W stolicy Kataru toczą się rozmowy między Izraelem, który reprezentuje szef Mossadu, a przedstawicielami Hamasu. Funkcję mediatorów pełnią m.in. USA oraz Egipt. Trwa co prawda przerwa, która potrwa do poniedziałku, ale z obu stron płyną informacje dające nadzieję na zatrzymanie krwawych walk w Strefie Gazy.
Agencje, w tym Reuter, poinformowały, że Hamas wstępnie zaaprobował amerykańską propozycję zawieszenia broni, wycofując się z wcześniejszego żądania, żeby Izrael zobowiązał się do całkowitego i trwałego zawieszenia broni przed podpisaniem porozumienia. Źródła w obu zespołach negocjacyjnych potwierdziły, że pojawiła się szansa - choć nie pewność - na osiągnięcie porozumienia.
Dalsza część artykułu pod materiałem wideo
Rzecznik izraelskiego premiera Benjamina Netanjahu nie odpowiedział w sobotę na prośbę agencji Reutera o skomentowanie tych doniesień, ale poprzedniego dnia jego biuro uprzedziło, że wciąż istnieją rozbieżności między stronami i zapowiedziało, że rozmowy będą kontynuowane w przyszłym tygodniu.

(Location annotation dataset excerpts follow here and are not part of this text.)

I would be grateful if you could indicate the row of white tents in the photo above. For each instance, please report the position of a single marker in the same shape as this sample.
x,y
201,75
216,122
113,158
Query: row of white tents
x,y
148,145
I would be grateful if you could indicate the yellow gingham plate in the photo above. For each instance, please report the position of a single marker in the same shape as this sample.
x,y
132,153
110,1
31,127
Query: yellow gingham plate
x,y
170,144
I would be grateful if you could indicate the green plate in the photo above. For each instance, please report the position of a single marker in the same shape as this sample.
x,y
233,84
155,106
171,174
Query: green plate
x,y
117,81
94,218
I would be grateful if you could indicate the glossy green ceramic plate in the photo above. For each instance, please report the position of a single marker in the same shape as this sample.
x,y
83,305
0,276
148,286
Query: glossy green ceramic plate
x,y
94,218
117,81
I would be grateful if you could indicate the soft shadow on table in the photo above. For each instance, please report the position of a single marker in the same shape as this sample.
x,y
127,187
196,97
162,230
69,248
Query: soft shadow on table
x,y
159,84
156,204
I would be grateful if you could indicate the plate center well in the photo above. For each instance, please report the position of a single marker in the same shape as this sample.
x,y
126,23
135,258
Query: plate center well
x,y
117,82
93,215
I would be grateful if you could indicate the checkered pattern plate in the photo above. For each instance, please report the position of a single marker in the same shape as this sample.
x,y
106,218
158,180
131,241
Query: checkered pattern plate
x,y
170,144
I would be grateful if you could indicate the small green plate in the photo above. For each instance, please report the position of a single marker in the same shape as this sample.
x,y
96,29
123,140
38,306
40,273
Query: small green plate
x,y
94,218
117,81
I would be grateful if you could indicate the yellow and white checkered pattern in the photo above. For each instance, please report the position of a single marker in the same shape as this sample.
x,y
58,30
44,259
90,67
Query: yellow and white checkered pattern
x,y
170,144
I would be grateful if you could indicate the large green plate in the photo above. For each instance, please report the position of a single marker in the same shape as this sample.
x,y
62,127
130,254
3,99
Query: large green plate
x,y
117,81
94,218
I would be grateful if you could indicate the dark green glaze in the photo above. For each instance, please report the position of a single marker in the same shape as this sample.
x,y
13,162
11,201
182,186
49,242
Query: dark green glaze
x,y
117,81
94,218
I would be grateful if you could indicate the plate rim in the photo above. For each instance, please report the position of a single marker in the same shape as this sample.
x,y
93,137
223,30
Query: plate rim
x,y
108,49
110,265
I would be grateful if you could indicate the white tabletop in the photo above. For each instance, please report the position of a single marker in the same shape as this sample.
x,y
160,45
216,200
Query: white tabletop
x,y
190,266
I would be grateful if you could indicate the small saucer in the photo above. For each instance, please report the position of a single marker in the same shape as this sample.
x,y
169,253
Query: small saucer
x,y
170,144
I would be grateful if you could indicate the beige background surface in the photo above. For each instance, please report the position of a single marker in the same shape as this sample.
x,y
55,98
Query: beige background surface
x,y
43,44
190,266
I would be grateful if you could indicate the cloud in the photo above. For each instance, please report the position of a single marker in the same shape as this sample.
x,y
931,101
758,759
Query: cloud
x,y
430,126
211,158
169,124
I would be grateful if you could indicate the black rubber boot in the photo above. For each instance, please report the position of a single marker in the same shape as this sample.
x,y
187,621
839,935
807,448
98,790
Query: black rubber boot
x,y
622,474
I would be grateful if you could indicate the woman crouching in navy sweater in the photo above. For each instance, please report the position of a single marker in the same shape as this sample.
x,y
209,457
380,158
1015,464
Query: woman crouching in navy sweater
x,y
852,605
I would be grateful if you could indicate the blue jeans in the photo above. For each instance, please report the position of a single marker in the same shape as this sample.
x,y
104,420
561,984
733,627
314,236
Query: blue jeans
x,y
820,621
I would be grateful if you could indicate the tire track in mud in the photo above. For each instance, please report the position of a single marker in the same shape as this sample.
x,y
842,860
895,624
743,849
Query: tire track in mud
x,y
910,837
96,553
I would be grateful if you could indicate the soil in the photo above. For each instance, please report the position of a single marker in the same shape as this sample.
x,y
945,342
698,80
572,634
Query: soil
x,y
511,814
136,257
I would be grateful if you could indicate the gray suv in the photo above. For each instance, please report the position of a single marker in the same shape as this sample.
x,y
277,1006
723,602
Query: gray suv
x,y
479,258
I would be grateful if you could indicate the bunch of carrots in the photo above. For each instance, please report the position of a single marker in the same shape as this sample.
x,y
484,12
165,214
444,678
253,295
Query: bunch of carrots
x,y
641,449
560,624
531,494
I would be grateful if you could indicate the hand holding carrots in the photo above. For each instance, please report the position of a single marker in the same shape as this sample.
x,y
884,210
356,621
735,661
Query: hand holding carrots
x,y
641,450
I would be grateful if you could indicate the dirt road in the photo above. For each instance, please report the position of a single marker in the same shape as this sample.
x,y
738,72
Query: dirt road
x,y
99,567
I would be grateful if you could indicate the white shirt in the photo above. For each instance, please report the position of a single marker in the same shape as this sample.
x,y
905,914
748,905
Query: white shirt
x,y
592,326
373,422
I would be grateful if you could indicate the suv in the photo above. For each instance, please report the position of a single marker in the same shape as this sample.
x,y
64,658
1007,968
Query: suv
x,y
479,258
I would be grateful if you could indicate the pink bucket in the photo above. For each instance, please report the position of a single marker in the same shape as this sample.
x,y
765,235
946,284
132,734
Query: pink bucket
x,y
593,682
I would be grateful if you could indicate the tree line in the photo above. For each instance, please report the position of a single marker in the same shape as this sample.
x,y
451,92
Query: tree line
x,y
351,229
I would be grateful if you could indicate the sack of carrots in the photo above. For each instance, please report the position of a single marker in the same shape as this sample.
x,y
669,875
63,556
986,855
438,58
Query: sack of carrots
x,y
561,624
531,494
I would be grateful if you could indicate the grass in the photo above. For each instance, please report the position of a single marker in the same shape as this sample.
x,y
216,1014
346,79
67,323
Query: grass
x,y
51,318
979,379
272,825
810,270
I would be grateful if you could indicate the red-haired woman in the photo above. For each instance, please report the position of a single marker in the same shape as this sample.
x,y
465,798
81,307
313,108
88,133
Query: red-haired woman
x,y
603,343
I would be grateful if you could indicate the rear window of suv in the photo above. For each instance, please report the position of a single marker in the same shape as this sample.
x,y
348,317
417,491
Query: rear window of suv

Ceny ropy a sytuacja na Bliskim Wschodzie
Sytuacja na Bliskim Wschodzie wpływa na ceny ropy naftowej na światowych giełdach. Z każdym zagrożeniem eskalacji, jak było w przypadku wymiany ognia między Izraelem a Iranem, "premia ryzyka" doliczana do stawek rośnie. Ceny jednak po doniesieniach o szansach na rozejm w piątek przyniosły spadki.
"Kontrakty terminowe na ropę Brent zakończyły piątkową sesję spadkiem o 0,89 USD, czyli 1,02 proc., do poziomu 86,54 USD za baryłkę, mimo że wcześniej w ciągu dnia osiągnęły najwyższy pułap od kwietnia" - odnotował "Puls Biznesu".
Dziennik dodał, że kontrakty terminowe na amerykańską ropę West Texas Intermediate (WTI) zakończyły tydzień na poziomie 83,16 USD za baryłkę, co oznacza spadek o 0,72 USD, czyli 0,9 proc. "W skali tygodnia cena ropy Brent wzrosła o 0,4 proc., podczas gdy notowania ropy WTI odnotowały wzrost o 2,1 proc." - podsumowuje "PB".
Rozejm między Hamasem a Izraelem - jakie są warunki?
Palestyńskie i egipskie źródła agencji AP przekazały, że etapowe porozumienie będzie najpierw obejmować "pełne i całkowite" sześciotygodniowe zawieszenie broni, w wyniku którego uwolniona zostanie "pewna liczba" zakładników, w tym kobiety, starsi i ranni (ich liczbę szacowano na kilkadziesiąt osób) w zamian za uwolnienie setek więźniów palestyńskich. W tym czasie wojsko izraelskie ma wycofać się z gęsto zaludnionych obszarów Gazy i umożliwić powrót cywilów do domów w północnej strefy, co potwierdziły oba źródła.
Równolegle będą negocjowane warunki kolejnego etapu, podczas którego miałoby dojść do uwolnienia pozostałych uprowadzonych z Izraela zakładników - mężczyzn. W zamian Tel Awiw miałby uwolnić dodatkowych palestyńskich więźniów i zatrzymanych.
Trzecia faza obejmowałaby powrót wszystkich pozostałych zakładników oraz przekazanie zwłok osób zabitych przez Hamas 7 października, które wywieziono do Strefy Gazy, jak i tych, którzy zmarli bądź zginęli już po porwaniu. Dodatkowo ma zacząć wieloletniego projektu odbudowy kompletnie zrujnowanego obszaru.
Co zostało do osiągnięcia porozumienia? Hamas domaga się pisemnych gwarancji od mediatorów, że Izrael po wejściu w życie pierwszego etapu będzie kontynuował negocjacje w sprawie trwałego porozumienia o zawieszeniu broni. Wstępna aprobata propozycji USA nastąpiła po otrzymaniu "ustnych zobowiązań" od mediatorów.
Ostatnia odsłona wojny w Strefie Gazy to efekt ataku terrorystycznego Hamasu oraz stowarzyszonych ugrupowań na Izrael 7 października 2023 r., podczas którego zabito 1200 osób i uprowadzono 250. W izraelskim odwecie zginęło ponad 38 tys. osób.